On Tuesday, Nvidia experienced a significant surge in its share price, with a rally of over 3%. This propelled the chip maker to claim the title of the world’s most valuable company, surpassing tech giant Microsoft. According to Reuters, Nvidia shares climbed by 3.5% to reach $135.58, resulting in a remarkable increase in its market capitalization by over $110 billion, totaling $3.335 trillion. This achievement came just days after Nvidia surpassed Apple to become the second most valuable company. In February, the company’s market value grew from $1 trillion to $2 trillion in a span of nine months, and it took just over three months to reach the $3 trillion mark in June.
In contrast, Microsoft experienced a decline of 0.45% in its share price, resulting in a stock market value of $3.317 trillion. Apple also faced a slip of over 1% in its share price, leaving its value at $3.286 trillion.
Nvidia’s share price has nearly tripled this year, showcasing an impressive performance compared to Microsoft’s modest 19% rise in shares. Last week, Nvidia implemented a 10-for-one stock split, which further enhanced the appeal of its highly valued stock among individual investors.
The surge in Nvidia shares and its remarkable increase in market value over the past year can be attributed to the widespread optimism surrounding emerging Artificial Intelligence (AI) technology.

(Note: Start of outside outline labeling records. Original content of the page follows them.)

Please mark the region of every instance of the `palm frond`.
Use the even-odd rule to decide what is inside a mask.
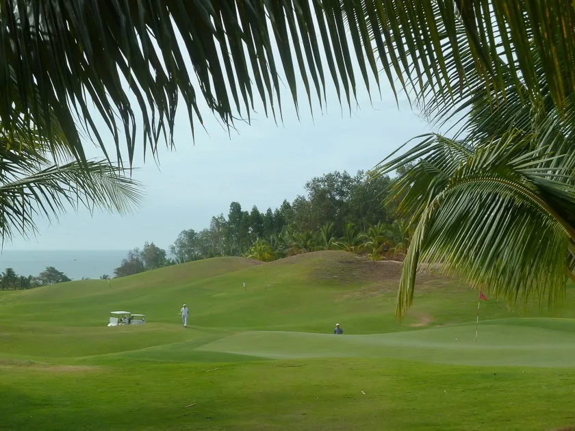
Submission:
[[[142,185],[107,160],[62,162],[71,155],[64,141],[55,152],[49,140],[21,122],[0,128],[0,235],[36,231],[36,219],[58,218],[69,207],[84,206],[125,214],[142,202]],[[51,158],[53,153],[60,157]]]
[[[550,167],[560,156],[534,146],[533,138],[516,131],[470,150],[435,136],[407,152],[424,157],[394,185],[406,192],[401,209],[416,225],[398,317],[411,304],[422,263],[510,302],[537,296],[550,304],[562,296],[575,240],[562,214],[575,211],[575,187]],[[397,158],[379,168],[402,163]]]
[[[192,131],[201,99],[228,125],[249,120],[258,100],[281,116],[282,76],[298,109],[300,79],[310,103],[331,79],[349,104],[360,80],[379,86],[379,67],[394,92],[398,77],[442,103],[510,81],[536,96],[543,76],[563,107],[575,88],[574,10],[567,0],[0,0],[0,82],[12,83],[0,122],[29,116],[49,137],[55,118],[84,159],[82,132],[105,151],[99,118],[131,164],[138,133],[154,155],[161,140],[173,144],[182,104]]]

The surge in Nvidia’s stock price has not only propelled the S&P 500 and Nasdaq to new record highs, but it has also made Nvidia the most actively traded company on Wall Street. According to LSEG data, the daily turnover for Nvidia averages around $50 billion, significantly surpassing the turnovers of Apple, Microsoft, and Tesla, which hover around $10 billion each. As a result, Nvidia now represents approximately 16% of all trading in S&P 500 companies. This heightened demand for Nvidia’s AI processors, which are widely regarded as superior to those of its competitors, has led to a scarcity in supply. Many investors see Nvidia as the frontrunner in benefiting from the rapid growth of AI development. This information was reported by Reuters.